Issue 3: We had a topic clarifying what to do if minutes are not circulated within a certain timeframe. Is there any obection to dropping this? Ryan: We shouldn’t drop it. If the draft minutes are not circulated within 3 weeks of having the meeting, then they shall be published. Jos: We can resolve this with language. Dimitris: Seven calendar days? Jos/Ryan: Yes Ryan: If someone edits the minutes, then we would restart the calendar. Dimitris: Should we use the same 7-day calendar for F2F, etc. – one category for everything? Ryan: Yes. And minute takers should be aware of this 7. Jos: You shouldn’t send out the minutes and ask for immediate approval. Dimitris: So, we’ll ask the minute takers to post minutes within 7 days, and then ask for approval after 7 days. Ryan in Chat: “Final minutes shall be circulated 7 calendar days prior to a vote for approval”
Issue 4: Partial approval of minutes from F2F meetings. Dimitris: Has changed his mind about this. He now favors accurate minutes over getting the minutes out faster. Any comments/objections? (None) So, let’s put this issue to rest. Ryan: Some other SDOs will upload draft minutes to GitHub and the approval consists of a pull request. There are pros and cons (public transparency issues). Dimitris: We could eventually move that way, with a private repo. Jos: Part of the problem is that if we put them out for 14 days, and someone edits them, then the clock would restart and we’d have to monitor that.
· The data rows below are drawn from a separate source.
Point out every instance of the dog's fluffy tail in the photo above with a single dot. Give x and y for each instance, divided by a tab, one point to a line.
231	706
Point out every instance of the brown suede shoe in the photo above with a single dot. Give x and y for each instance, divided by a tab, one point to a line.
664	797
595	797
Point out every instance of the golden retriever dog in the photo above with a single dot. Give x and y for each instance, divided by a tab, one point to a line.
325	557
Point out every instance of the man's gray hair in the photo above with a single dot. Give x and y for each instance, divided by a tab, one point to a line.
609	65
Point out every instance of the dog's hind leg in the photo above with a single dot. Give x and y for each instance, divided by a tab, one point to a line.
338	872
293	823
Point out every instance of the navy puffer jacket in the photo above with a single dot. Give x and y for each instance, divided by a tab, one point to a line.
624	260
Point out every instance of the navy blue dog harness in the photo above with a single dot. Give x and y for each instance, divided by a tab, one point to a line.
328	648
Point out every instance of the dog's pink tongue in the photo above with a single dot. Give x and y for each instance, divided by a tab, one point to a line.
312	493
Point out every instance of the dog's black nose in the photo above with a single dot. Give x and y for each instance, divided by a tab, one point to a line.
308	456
Issue 5: Issue from Tim is that we need to align the WG charters. Tim: This came up during the drafting of the SMIME charter, making it harder to remember what the rules are for each group. Also, the charter template in the bylaws, which has become stale. However, this would be a very large project because of all of the variations, e.g., elections of officers, etc. Dimitris: We adopted good language in the SMIME charter that we could migrate to other WGs. Tim: Other issues arose in working on the SMIME charter, but if the issue was a problem with all other charters, then we postponed working on it until we had a chance to fix it in all charters. Jos: In the past we had a governance group, and while it might not be the same, but something new, a subcommittee, might be worth considering in order to track issues like these and put them on a track for resolution. Dimitris: In practice, people involved in charters/bylaws are chairs/vice chairs, so the people are there, but we could create a group like that. Tim: The biweekly Forum calls have ended early. We can discuss those issues in real time during those meetings, and then revisit this if it isn’t working.
We have a doc listing open Bylaws issues.
Preparation for CA/B Forum and WG Elections
Presenters: Dimitris Zacharopoulos (HARICA) Note Taker: Dean Coclin (Digicert)
A wiki page was created with rules on elections. This page summarizes the rules. There are 6 positions to elect (see the webpage for details). The new officers terms start December 1st. Dimitris asked members to review the page and consider running for offices. Vice chairs get automatic nominations for Chairs however Wayne has declined to run for Chair.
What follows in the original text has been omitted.